Pay No Attention to the WordPress Hacking Threats; Look at the Shiny rssCloud!
What would you rather have? A safe, secure WordPress platform that doesn’t require a half-dozen plugins in order to run effectively, or, faster distribution of your RSS feed?
If, like me, your vote went to option A, then you’re probably not going to be too thrilled about the latest update from the WordPress mothership. If you drooled over option B, then you’re probably a big geek and will need a change of underwear when you see what WordPress has in store for you.
WordPress founder Matt Mullenweg just flicked the switch on rssCloud–or RSS Cloud, or RSSCloud, take your pick–which means 7.5 million blogs now have the capability to push out updates in real time.
Why is this important?

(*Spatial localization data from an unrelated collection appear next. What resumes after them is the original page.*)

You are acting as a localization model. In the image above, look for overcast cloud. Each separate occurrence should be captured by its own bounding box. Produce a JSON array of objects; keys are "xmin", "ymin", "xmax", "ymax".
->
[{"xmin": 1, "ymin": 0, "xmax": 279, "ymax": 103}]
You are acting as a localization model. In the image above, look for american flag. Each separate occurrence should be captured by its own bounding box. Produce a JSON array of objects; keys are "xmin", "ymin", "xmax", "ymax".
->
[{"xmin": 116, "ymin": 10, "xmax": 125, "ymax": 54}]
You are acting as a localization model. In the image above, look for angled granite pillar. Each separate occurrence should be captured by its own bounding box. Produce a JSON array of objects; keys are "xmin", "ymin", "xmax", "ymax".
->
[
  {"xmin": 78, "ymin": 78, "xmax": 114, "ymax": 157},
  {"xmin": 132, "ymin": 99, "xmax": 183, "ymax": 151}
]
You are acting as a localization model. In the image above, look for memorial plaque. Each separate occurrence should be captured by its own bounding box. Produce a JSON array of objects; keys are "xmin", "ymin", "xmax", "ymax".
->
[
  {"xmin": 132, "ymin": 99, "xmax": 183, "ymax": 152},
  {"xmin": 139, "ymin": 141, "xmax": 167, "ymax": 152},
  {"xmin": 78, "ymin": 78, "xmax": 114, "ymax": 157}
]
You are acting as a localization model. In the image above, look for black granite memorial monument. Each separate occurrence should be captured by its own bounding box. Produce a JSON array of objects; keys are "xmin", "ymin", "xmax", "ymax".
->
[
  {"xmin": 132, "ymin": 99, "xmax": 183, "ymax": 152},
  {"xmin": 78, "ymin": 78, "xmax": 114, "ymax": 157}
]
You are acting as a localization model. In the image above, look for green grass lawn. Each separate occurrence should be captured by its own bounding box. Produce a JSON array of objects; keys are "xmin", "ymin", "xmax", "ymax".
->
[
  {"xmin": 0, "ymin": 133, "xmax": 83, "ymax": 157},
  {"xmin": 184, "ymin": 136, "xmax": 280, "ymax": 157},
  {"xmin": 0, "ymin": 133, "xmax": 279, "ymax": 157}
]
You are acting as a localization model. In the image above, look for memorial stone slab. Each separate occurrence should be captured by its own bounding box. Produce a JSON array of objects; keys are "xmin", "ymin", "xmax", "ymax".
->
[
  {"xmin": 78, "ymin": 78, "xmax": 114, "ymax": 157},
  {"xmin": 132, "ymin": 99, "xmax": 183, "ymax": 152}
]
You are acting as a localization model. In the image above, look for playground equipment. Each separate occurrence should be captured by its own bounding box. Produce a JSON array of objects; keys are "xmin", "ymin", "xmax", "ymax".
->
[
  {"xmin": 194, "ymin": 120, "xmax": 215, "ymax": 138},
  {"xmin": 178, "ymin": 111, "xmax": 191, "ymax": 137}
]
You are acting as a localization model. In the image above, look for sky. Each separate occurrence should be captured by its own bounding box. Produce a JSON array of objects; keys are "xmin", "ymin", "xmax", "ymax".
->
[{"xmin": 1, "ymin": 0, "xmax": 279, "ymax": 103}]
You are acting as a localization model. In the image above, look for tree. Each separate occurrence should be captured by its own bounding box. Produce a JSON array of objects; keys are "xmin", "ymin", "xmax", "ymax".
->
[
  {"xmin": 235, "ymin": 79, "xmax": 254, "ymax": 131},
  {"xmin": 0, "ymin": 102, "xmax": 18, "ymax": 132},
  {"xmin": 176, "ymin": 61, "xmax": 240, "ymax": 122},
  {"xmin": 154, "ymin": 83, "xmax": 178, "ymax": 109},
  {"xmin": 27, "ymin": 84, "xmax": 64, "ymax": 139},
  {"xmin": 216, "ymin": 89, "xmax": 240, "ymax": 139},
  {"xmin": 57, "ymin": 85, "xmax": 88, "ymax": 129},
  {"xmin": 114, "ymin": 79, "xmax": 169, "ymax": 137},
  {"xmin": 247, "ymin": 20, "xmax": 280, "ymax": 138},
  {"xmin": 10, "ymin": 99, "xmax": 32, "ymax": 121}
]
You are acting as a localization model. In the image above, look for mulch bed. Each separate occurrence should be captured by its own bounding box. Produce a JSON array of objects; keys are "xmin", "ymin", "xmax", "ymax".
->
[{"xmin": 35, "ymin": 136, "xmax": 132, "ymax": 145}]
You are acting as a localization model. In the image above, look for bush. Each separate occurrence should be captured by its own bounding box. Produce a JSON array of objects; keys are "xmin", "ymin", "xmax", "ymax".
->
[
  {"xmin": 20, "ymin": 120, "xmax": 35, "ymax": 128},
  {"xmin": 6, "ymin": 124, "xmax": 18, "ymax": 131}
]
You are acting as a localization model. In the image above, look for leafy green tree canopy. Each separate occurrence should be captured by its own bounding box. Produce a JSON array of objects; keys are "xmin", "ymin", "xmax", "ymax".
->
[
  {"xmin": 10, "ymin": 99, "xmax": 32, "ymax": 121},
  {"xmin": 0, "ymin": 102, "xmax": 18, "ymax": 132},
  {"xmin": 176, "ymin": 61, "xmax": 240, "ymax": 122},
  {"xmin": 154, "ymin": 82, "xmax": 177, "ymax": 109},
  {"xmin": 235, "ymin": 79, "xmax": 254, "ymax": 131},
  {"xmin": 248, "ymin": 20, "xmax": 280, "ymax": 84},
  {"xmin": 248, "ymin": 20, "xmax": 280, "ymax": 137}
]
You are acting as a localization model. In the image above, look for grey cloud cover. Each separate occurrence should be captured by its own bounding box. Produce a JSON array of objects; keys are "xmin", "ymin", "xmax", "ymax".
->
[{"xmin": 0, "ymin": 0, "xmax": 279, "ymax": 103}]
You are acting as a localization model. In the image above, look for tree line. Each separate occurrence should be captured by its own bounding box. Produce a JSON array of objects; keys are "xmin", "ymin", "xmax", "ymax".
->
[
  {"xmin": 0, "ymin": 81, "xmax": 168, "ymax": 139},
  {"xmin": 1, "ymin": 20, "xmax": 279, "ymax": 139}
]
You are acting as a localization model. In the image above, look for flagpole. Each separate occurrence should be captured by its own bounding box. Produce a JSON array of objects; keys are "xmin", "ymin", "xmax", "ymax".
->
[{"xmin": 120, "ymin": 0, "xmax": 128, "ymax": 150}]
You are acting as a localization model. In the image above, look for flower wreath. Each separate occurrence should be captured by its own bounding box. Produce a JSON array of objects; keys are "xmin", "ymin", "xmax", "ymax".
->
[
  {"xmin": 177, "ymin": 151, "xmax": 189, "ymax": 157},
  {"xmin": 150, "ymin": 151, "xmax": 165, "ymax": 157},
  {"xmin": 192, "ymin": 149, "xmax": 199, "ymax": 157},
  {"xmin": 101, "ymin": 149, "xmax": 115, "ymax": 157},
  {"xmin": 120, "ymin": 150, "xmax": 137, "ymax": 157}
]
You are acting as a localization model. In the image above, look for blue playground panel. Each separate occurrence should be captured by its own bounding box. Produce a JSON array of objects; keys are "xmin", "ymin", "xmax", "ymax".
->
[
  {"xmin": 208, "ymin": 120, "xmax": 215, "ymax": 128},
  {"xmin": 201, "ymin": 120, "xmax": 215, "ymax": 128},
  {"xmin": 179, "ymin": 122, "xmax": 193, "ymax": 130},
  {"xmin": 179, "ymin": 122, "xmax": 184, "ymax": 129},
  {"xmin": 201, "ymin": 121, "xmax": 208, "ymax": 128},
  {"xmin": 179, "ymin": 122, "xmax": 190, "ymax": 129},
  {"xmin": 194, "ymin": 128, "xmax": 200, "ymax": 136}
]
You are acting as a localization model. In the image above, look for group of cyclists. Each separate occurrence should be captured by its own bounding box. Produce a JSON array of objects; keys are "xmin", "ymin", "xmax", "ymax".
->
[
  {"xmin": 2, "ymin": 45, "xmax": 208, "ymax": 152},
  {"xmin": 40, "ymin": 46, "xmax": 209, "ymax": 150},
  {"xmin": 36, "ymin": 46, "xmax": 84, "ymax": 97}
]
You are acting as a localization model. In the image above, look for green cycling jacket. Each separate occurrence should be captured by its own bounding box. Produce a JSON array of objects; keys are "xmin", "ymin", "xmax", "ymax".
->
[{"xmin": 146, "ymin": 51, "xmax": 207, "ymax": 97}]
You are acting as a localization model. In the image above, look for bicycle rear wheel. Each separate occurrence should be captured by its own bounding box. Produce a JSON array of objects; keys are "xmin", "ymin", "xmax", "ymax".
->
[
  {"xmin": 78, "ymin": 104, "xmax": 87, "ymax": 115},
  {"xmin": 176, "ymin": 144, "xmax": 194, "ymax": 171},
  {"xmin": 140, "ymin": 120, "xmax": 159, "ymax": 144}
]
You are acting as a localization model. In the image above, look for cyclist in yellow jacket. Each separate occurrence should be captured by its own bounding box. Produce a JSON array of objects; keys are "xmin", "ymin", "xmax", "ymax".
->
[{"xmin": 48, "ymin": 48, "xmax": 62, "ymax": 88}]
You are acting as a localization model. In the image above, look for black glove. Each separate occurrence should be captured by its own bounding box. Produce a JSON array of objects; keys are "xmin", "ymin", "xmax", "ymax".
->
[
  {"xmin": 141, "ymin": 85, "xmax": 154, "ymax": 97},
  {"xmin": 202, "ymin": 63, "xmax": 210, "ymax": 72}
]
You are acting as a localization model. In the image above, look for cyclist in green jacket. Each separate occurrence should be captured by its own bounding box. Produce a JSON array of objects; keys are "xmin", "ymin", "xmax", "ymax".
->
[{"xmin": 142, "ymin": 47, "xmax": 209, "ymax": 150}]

Right now how most people interact with feeds is by checking that it updated every now and then, usually about once an hour. Can you imagine waiting an hour to get your emails? (The world would probably be more productive.) RSS Cloud is an extra element in your RSS feed that allows subscribers to say “Hey, let me know as soon as you’ve updated, kthx.”
The only problem is that there’s only one RSS reader that currently supports rssCloud–and it ain’t Google Reader! So, while the future looks bright–and fast–the announcement is pretty superficial. Unless you consider it a slight of hand.
Slight of hand? That’s what my good friend @Ed suggests over at Twitter:
As you can see, he’s responding to the comments from another good friend of mine–and self-appointed Twitter conscience–@GrayWolf, who’s somewhat annoyed that WordPress would roll out an update that is both a) not immediately beneficial, and b) not a high priority for many WordPress users.
I have to agree with him. While the timing may or may not be designed to take the heat of yet more hacking threats to WordPress.org users, I’m somewhat frustrated that WordPress lacks many basic features and continues to suffer attack after attack.